According to Gamache, 301 students have e-mailed program coordinators over the past two school years, confessing that they’d planned to commit suicide, but reconsidered after hearing Scott’s words.

At the presentation’s conclusion, Gamache asked everyone who planned to carry Scott’s legacy forward to raise their hands. The audience was a sea of outstretched fingers and palms.

“Welcome to Rachel’s Challenge,” he said, as the room erupted in thunderous applause.

SHHS social worker Mary Jo Benczkowski said the school in the past has conducted Challenge Day, which encourages students to create positive change by embodying it. But that program, which sequesters participants for the entire day, can only involve a limited number of students, and staffers liked the fact that Rachel’s Challenge could encompass the entire school, as well as the surrounding community, she said.

The evening of March 9, SHHS hosted an additional session for parents and the general public, similar to the presentation students saw, but more family-focused. Principal Robert Shaner estimated 200-250 people attended the nighttime event.

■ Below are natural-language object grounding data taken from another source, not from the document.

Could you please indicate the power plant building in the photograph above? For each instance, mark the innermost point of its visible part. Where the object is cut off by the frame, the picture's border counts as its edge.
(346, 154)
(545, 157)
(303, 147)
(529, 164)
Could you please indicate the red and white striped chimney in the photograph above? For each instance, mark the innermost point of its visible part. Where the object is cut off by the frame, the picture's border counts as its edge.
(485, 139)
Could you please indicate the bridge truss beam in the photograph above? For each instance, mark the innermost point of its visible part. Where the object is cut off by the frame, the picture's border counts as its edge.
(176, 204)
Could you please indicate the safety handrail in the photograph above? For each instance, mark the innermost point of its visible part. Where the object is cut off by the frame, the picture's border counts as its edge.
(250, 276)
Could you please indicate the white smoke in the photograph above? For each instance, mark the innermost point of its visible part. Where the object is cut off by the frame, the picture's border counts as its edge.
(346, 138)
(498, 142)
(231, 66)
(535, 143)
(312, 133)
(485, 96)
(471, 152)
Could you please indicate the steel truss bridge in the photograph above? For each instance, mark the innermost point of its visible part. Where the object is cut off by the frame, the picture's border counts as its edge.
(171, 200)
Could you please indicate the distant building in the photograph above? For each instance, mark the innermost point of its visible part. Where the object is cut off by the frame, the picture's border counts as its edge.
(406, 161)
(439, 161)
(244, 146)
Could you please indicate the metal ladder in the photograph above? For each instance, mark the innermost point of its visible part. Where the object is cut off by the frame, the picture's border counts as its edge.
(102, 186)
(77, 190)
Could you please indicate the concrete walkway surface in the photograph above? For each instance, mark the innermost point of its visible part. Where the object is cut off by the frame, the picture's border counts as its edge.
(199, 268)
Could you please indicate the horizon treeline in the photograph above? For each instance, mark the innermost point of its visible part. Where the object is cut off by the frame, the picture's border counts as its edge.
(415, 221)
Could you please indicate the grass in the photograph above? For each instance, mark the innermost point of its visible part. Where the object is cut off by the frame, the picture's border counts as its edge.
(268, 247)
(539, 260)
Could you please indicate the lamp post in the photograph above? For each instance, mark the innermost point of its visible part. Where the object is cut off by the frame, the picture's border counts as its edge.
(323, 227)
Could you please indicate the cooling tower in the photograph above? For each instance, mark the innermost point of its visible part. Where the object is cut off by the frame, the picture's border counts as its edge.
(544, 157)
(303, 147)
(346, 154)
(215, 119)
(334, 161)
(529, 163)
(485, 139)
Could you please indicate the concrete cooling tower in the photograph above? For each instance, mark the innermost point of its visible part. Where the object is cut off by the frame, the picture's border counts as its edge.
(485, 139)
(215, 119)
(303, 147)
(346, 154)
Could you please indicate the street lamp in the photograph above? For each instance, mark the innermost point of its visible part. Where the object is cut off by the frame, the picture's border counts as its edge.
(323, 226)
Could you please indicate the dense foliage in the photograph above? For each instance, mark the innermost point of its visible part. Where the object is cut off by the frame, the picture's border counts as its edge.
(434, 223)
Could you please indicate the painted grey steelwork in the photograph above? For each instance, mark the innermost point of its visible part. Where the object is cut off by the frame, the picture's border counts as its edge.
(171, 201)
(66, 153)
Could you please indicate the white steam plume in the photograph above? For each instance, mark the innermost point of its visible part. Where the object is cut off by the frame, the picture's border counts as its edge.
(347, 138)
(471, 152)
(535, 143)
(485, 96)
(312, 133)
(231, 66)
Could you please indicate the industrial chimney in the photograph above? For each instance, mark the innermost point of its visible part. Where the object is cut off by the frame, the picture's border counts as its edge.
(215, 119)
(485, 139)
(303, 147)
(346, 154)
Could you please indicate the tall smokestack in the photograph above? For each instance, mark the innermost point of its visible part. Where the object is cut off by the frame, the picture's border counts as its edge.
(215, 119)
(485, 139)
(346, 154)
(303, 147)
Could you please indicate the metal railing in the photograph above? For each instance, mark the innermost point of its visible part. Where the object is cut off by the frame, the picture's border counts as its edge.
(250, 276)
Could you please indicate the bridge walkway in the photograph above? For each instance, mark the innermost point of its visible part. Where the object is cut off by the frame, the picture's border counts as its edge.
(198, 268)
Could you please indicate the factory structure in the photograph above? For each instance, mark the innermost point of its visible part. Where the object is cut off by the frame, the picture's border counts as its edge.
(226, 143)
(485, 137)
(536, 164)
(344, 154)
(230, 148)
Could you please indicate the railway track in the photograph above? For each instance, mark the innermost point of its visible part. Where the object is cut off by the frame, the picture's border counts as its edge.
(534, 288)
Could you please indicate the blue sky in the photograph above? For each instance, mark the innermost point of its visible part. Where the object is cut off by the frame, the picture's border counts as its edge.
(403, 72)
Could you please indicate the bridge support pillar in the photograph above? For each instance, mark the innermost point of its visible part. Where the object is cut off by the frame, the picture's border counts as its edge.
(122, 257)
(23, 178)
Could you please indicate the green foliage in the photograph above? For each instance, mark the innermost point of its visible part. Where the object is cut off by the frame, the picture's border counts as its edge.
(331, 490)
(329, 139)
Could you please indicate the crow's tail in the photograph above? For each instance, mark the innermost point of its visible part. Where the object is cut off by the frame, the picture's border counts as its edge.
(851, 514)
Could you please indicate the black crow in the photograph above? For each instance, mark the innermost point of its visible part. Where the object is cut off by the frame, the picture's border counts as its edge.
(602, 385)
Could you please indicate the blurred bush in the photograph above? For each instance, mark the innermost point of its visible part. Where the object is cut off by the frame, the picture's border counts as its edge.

Benczkowski said 170 students also were tapped to spearhead Friends of Rachel, a club responsible for implementing confidence-building projects throughout the schools. Those kids received additional training later that afternoon.

The message Benczkowski hoped the students would take home was simple: “That a single kind word and a little bit of compassion goes a long way toward accepting everyone. … Everybody can make a difference.”

Sophomore Lubica Cechvala-Tkac and juniors Kyle Bendel and Marie Deda said they’d already seen changes in behavior from seniors, who attended the presentation before theirs, in the mere minutes between the sessions.

Deda called the event “a life-changing experience,” and the trio said the necessity of expressing appreciation to loved ones had hit home.

“I just want to text my mom right now and tell her,” said Cechvala-Tkac.